Trois aspects du recueil en recommandent particulièrement la lecture. La longueur aléatoire des histoires, d’abord. Certaines se concentrent, en quelques paragraphes, sur des instants de vies infra-ordinaires. D’autres au contraire permettent des développements plus longs. La grande qualité de la traduction de Marie-Odile Fortier-Masek, ensuite, qui restitue le style limpide et multidimensionnel de Swift. Surplombant les personnages et les scènes de vie, un narrateur observe la confrontation entre le réel et l’intériorité des personnages. Souvent, le présent échappe aux protagonistes. Comme le machiniste travaillant dans l’usine MacIntyre, en pleine réflexion sur la mort et les propos de son ami Mick Hammond lorsqu’il se rend compte que celui-ci est décédé : « Mick rajusta une fois de plus ses lunettes. Il semblait très satisfait d’avoir eu le dernier mot, si tel était le cas, ou de constater que, ne comprenant pas, je laissais tout simplement tomber. Ou parce que – nous étions désormais pressés par le temps – il s’en tirait sans fumer. Si tel était le fond du problème, il marquait un petit point là-dessus. Ce n’est pas précisément gravir une montagne, Micky. Je me disais : D’accord, Micky, tu es mon copain, si tu as vraiment décidé de t’arrêter, c’est ton problème, mais la prochaine fois je sors tout seul, et je te laisse ici, mon petit vieux. Et ne va pas te mettre à me faire des sermons avec tes nouveaux binocles, sur la façon dont je devrais arrêter. Fais gaffe de ne pas commencer. C’est alors que j’ai vu, dans ma tête, Mick effondré sur son journal étalé sur la table. Mort et bien mort. »

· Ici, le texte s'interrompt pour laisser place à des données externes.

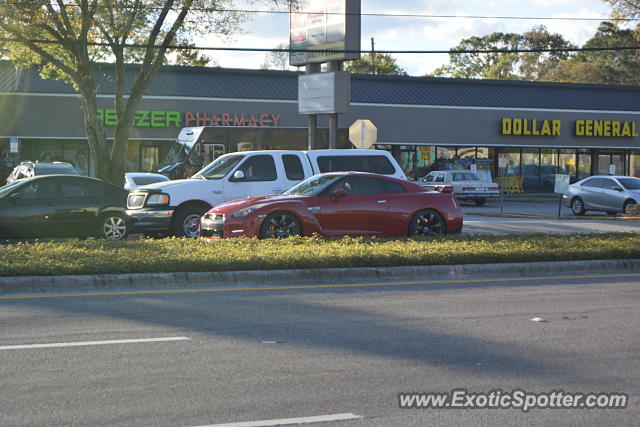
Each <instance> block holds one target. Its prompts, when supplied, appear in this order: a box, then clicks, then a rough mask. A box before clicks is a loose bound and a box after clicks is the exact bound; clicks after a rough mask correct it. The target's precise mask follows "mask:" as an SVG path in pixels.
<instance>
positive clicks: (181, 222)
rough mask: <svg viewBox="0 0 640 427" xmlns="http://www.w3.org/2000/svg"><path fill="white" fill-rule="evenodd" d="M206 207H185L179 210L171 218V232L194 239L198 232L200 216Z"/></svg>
mask: <svg viewBox="0 0 640 427" xmlns="http://www.w3.org/2000/svg"><path fill="white" fill-rule="evenodd" d="M206 211H207V209H206V208H199V207H187V208H183V209H181V210H179V211H178V212H177V214H176V216H175V218H174V219H173V225H172V227H171V228H172V230H171V231H172V234H173V235H174V236H177V237H188V238H190V239H195V238H196V237H198V236H199V234H200V218H201V217H202V215H204V213H205V212H206Z"/></svg>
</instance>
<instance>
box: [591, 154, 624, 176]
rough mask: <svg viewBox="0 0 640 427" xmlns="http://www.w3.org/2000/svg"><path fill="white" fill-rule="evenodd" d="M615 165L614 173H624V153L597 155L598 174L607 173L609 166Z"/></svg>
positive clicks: (617, 173) (609, 171)
mask: <svg viewBox="0 0 640 427" xmlns="http://www.w3.org/2000/svg"><path fill="white" fill-rule="evenodd" d="M611 165H614V166H615V172H614V175H626V173H627V171H626V170H625V167H624V166H625V155H624V154H618V153H600V154H599V155H598V174H600V175H609V174H610V172H611V169H610V166H611Z"/></svg>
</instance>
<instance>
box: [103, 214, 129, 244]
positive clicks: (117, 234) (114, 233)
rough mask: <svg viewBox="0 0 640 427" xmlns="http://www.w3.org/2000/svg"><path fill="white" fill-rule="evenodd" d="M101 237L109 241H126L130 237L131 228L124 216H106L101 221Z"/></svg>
mask: <svg viewBox="0 0 640 427" xmlns="http://www.w3.org/2000/svg"><path fill="white" fill-rule="evenodd" d="M99 232H100V237H103V238H105V239H107V240H114V241H115V240H124V239H126V238H127V236H128V235H129V226H128V225H127V221H126V220H125V219H124V216H122V215H121V214H118V213H110V214H105V215H103V216H102V217H101V219H100V230H99Z"/></svg>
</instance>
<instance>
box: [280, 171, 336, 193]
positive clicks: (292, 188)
mask: <svg viewBox="0 0 640 427" xmlns="http://www.w3.org/2000/svg"><path fill="white" fill-rule="evenodd" d="M340 178H342V175H320V176H312V177H311V178H307V179H305V180H304V181H302V182H301V183H299V184H297V185H294V186H293V187H291V188H290V189H288V190H287V191H285V192H284V193H283V194H286V195H290V196H319V195H320V194H321V193H322V192H323V191H324V189H325V188H327V187H328V186H330V185H331V184H333V183H334V182H335V181H337V180H339V179H340Z"/></svg>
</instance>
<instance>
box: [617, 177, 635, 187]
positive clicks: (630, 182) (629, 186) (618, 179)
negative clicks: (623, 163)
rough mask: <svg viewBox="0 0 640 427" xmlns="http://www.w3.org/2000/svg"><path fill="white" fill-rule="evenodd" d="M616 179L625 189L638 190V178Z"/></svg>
mask: <svg viewBox="0 0 640 427" xmlns="http://www.w3.org/2000/svg"><path fill="white" fill-rule="evenodd" d="M618 181H620V184H622V186H623V187H624V188H626V189H627V190H640V179H639V178H620V179H618Z"/></svg>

Le livre témoigne, enfin, de la fine connaissance de la géographie anglaise de l’auteur de La Dernière Tournée (Gallimard, 1997) et de sa capacité à la retranscrire de manière sensorielle. Il restitue les reliefs du paysage urbain et des côtes. Il décrit avec douceur la végétation luxuriante et la nature changeante du climat. Aucune nouvelle ne se déroule d’ailleurs en dehors d’Angleterre. L’extranéité existe sous la forme orale, lorsque le docteur Shah ne peut s’empêcher de parler de l’Inde continentale et coloniale quittée par son père, que la Pologne de la Seconde Guerre mondiale est évoquée avec confusion par Mrs Kaminsky, ou que le narrateur de « Fusilli » évoque son fils mort en Afghanistan. L’étranger est présent enfin dans les digressions mentales sur des personnages célèbres (l’Afrique du Sud de Nelson Mandela, la France de Napoléon) ou fictifs (le désert arpenté par le comédien Peter O’ Toole dans Lawrence d’Arabie).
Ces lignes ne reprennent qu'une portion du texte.